The poorest workers, particularly women, are among those most at risk. Especially those employed at the end of global value chains producing food and clothing in countries such as Bangladesh and Kenya. They are being hit in the short term as demand plummets and companies cancel orders. Companies are responding in different ways, even within the same sector. Clothing retailer H&M, for example, has switched their orders for garments to facemasks, while their competitor Arcadia, the owner of Topshop, has cancelled future orders with garment factories across Asia.  

Whether companies follow the H&M or Arcadia approach goes to the heart of the evolving ‘business with purpose’ agenda. Over the past 18 months the debate about how the private sector can deliver social and environmental benefits, such as cutting carbon emissions and contributing to the Sustainable Development Goals (SDGs) while achieving economic returns, has increased.

There has been scepticism about the sincerity of companies’ commitments to achieve net zero carbon emissions or support women’s economic empowerment with accusations of being ‘green’ or ‘purpose’ wash. The case has also been made that recovering from the crisis will require business to focus entirely on rebuilding profits and that the goals of responsible and inclusive business are a costly distraction.  

They are anything but a distraction.

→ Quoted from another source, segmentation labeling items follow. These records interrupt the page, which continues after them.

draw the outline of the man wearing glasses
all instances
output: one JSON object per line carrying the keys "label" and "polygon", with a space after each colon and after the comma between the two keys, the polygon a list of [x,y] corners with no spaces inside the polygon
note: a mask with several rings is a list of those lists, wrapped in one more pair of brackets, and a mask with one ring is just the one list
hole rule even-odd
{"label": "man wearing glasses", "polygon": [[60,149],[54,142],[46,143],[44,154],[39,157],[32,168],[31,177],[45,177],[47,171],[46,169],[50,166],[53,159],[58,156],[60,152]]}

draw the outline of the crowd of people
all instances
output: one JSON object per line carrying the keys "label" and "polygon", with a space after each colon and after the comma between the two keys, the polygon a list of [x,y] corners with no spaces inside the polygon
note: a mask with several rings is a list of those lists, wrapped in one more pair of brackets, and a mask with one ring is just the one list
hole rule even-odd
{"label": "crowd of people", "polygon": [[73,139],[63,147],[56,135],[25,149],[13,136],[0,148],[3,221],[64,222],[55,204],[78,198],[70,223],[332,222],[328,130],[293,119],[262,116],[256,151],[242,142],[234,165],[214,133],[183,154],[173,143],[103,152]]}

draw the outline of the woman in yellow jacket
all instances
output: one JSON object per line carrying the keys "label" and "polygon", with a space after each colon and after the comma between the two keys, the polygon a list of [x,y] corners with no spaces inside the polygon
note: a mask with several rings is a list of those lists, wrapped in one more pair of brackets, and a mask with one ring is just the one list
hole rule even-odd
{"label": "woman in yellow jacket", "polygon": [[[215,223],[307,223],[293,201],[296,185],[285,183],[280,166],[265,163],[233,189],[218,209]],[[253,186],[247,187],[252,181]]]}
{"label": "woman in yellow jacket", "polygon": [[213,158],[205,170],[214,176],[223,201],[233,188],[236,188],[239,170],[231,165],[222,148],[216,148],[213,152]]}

They are at the heart of action businesses need to take. The sheer scale and global impact of the COVID crisis could be the tipping point in moving responsible and inclusive business practices fully into the mainstream. Companies of all sizes, across all countries and most sectors are facing a huge recovery effort. The UN’s ‘build back better’ approach has been widely used in recovery and rehabilitation after natural and humanitarian disasters to strengthen countries’ and communities’ resilience to future disasters. Applying it to business in COVID recovery has huge potential to help them achieve the SDGs and the net zero commitments needed to keep the world below a 1.5°C temperature rise 

Stimulus packages across the developed and developing world are an opportunity to kick start this move and work with the private sector to support decent work and reduce destructive emissions. Many leading companies, including IKEA and Danone, are making the case for this. Recently, more than 180 business leaders, politicians, trade unions and civil society organisations signed an open letter urging a transition to a climate-neutral economy, protecting biodiversity and transforming agri-food systems to rapidly deliver jobs, growth and contribute to building more resilient societies.  

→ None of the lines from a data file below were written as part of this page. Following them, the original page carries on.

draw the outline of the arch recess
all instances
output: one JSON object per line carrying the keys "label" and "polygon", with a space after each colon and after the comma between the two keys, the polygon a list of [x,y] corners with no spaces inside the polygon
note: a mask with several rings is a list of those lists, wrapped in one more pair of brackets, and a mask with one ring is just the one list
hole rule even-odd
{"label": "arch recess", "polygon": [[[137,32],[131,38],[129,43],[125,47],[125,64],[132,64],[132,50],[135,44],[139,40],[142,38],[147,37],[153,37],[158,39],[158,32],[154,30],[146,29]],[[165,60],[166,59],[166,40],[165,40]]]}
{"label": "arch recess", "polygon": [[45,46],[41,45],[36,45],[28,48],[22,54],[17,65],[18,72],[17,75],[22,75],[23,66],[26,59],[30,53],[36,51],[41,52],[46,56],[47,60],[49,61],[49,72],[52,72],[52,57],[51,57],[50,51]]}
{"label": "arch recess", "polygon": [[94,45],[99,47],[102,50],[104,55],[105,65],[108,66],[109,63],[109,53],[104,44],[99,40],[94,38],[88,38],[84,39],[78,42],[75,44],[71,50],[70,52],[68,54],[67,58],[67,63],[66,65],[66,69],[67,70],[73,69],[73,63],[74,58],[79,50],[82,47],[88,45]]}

Companies need to take this opportunity to reimagine their operations to improve social impacts, including by paying living wages, respecting workers’ rights, and creating jobs and products that will benefit the poorest women and men. There is also potential for innovation. Digital technology can play a huge role, from expanding the use of mobile money such as M-PESA to digital platforms that enable poorer consumers to purchase essential health supplies on line.    

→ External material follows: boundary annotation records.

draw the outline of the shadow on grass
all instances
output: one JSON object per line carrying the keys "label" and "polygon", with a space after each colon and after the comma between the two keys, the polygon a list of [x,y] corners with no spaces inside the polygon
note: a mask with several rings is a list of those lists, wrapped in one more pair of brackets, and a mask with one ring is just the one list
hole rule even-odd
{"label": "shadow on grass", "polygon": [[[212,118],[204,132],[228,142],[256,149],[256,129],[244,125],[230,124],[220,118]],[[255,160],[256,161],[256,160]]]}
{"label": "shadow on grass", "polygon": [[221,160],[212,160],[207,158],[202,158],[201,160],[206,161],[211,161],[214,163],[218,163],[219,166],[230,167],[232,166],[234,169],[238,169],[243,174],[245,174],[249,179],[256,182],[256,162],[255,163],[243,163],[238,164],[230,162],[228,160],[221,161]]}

International donors need to ensure their development programmes help countries cope with the pandemic and provide longer term support that will benefit communities and the environment. The UK Department for International Development’s new COVID Vulnerable Supply Chains Fund, for example, will support businesses and civil society partners to address challenges that threaten the resilience of supply chains by helping to diversify them and rapidly and ethically introduce new workers and suppliers.

Without business leadership and collaboration across sectors on this agenda as part of response and recovery, the SDGs stand little chance of being met and the development gains of the past 20 years in the poorest countries will be wiped out. A sobering thought even in the era of COVD-19.